Beyond Sauerkraut with Sandor Katz
If you’ve mastered the basics of home fermentation and have already perfected your sauerkraut and kimchi, this is the class for you as you delve deeper into the world of vegetable ferments. By the end of the class you’ll know your pickles from your relishes, your brines from your brews and be confident enough to start fermenting a wide range of vegetables at home.
Fermented foods often have a distinct sour tang to them, and this tasting workshop is a great opportunity to further explore this complex flavour. From sourdough to vinegar, you’ll learn how the flavour is developed and how you can harness the sourness of ferments to enhance the food you cook and eat.
Cult Vinegar
Whether you’re into fermentation or not, you’ve likely got a bottle of vinegar lurking around in your cupboard – but probably not vinegar like this… Cult Vinegar make small batch vinegars from premium wines, sherry and sake, and these live vinegars will add a flourish to any salad, steak or bowl of chips as well as nourishing your biome.
Real Kombucha
Keen to dip your toes into the world of fermentation but not sure where to start? The Real Kombucha team have refined this non-alcoholic fermented drink into a range of tipples with delicate fruity and floral flavours that make for a gentle introduction – from smoky black Chinese tea to the surprisingly fruity tastes that come with the first pickings of Darjeeling.
The Cultured Collective
Using the finest local ingredients to craft their ferments, the Cultured Collective have added their own twist to their sauerkraut and kimchi, all of which are unpasteurised and packed to the brim with beneficial bacteria.
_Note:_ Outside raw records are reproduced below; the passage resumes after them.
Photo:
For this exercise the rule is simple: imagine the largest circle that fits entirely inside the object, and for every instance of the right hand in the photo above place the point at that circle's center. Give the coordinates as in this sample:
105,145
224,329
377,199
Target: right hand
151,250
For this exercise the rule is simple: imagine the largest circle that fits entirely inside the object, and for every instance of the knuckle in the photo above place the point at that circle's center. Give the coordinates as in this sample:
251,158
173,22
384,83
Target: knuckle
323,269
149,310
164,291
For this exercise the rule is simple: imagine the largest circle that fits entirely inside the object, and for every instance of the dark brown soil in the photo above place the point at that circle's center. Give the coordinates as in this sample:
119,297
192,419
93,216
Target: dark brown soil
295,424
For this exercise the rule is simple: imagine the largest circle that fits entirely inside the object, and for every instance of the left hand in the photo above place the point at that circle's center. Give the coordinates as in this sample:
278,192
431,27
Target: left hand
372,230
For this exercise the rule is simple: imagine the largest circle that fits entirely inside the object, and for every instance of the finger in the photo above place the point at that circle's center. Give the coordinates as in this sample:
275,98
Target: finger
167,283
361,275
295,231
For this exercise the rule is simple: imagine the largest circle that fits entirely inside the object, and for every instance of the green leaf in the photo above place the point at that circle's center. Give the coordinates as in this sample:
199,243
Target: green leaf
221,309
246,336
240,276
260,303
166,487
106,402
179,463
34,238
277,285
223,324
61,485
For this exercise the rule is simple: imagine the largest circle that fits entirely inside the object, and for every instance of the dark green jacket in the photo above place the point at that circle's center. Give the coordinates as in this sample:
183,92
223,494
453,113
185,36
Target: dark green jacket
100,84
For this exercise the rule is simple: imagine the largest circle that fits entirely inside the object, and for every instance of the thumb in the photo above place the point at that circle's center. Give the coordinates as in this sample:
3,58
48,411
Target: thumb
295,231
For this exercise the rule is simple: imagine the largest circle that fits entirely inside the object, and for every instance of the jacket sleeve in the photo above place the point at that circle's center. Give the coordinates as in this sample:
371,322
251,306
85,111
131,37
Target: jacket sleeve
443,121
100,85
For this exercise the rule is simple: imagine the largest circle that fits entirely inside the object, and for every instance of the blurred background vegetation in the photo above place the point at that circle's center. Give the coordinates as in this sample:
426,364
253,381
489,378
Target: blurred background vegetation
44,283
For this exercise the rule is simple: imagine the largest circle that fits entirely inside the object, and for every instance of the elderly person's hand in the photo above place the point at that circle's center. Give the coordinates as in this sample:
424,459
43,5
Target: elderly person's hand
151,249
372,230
Don’t forget that many of the everyday foods we eat are fermented, including cheese, salami, sourdough bread, cider and even chocolate! Here are just a few of the market stalls at Abergavenny this September where you can get your hands on some fermented foods for yourself:
Alex Gooch Artisan Baker bread produce delicious vegan, organic bread and pastries, responsibly made using traditional methods of long fermentation. Skyborry Cider use no ingredients other than apples (or indeed pears!) which are picked, stored, milled, pressed, fermented, matured and bottled by them in their cider shed. Caws Cenarth cheese is a family business that draws from six generations of making quality soft blue and Caerffili cheese with milk supplied by local farmers. Beer brewers-cum-Bee Keepers Wye Valley Meadery produce innovative and delicious sparkling lower alchohol mead. Trealy Farm Charcuterie based in Monmouthshire combine the best traditional practices with cutting-edge food science research to produce their award-winning range of cooked and cured meats, and, Tomos and Lilford beer a new wave micro-brewery based in Llandow, Cowbridge who combine new ideas with old traditions to create full flavoured beers to appreciate, savour and never to forget.